“Mate, get off me,” Max groaned groggily, keeping his eyes closed.
It didn’t work.
The familiar prickliness of his neighbour’s cat’s coarse tongue grated as it continued to lap away at his right cheek.
Max was used to it, but that didn’t make it any less irritating. Unfortunately, it was the price he had to pay for leaving the window of his small central London flat open all night. He sometimes considered keeping it shut, but with it being July and the flat having no air conditioning and a low ceiling, it was a daily choice between being manhandled by a fat cat or melting.
He chose to be manhandled every time.
“I haven’t got any leftover chicken balls for you this morning, Larry,” he told the cat, his eyes still closed. “Besides, Bonkers Brenda will flip her lid if I give you any more junk food. You know she did three years for battering her ex-husband before she got you from the shelter, right? She’s told me you’ve got strict orders from the vet to lose half a stone by the end of the month, and I’m not prepared to take a beating for you.”
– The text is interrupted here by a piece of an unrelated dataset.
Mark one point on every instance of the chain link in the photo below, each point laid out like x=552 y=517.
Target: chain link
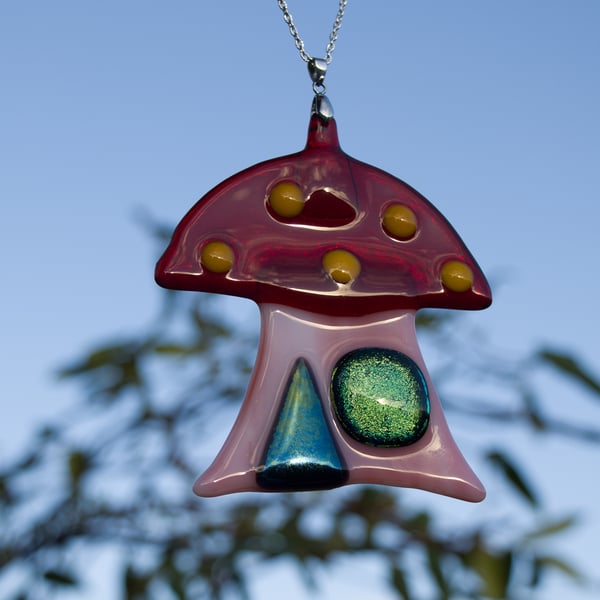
x=287 y=17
He continued to lie there with his eyes shut, feeling even worse about waking up for work than he usually did and realising he had just had an unnecessarily long one-way conversation with an animal.
Is this what his life had become?
Thirty-two with only a spoilt ginger cat for company.
It wasn’t even his cat.
He had no girlfriend. No interest from any of the women who were around him daily. Heck, he was lucky if he got a reluctant smile from the sales assistant behind the counter of the newsagent below.
Not that he blamed them.
Eleven years of being sat in a cubicle for eight-and-a-half hours a day answering complaints from unhappy house insurance customers had left him with a prematurely arched back, varicose veins, and a sallow complexion. Not to mention an appalling lack of muscle.
When he’d gotten the job, he’d sported a bit more of a desirable shape. He’d spent his childhood exploring the wilderness around the rural home he grew up in just outside of London with his younger brother James, and the wooden-sword-fighting and climbing of trees they would fill their days with had kept him fit and healthy. But as an adult, years of having just an hour or so of spare time after each long day in the office, given that he had to ride two tubes each way, had resulted in him usually choosing the empty dopamine hit of a quick takeaway and a session on his favourite video game over doing any outdoor activities or any sessions in a gym.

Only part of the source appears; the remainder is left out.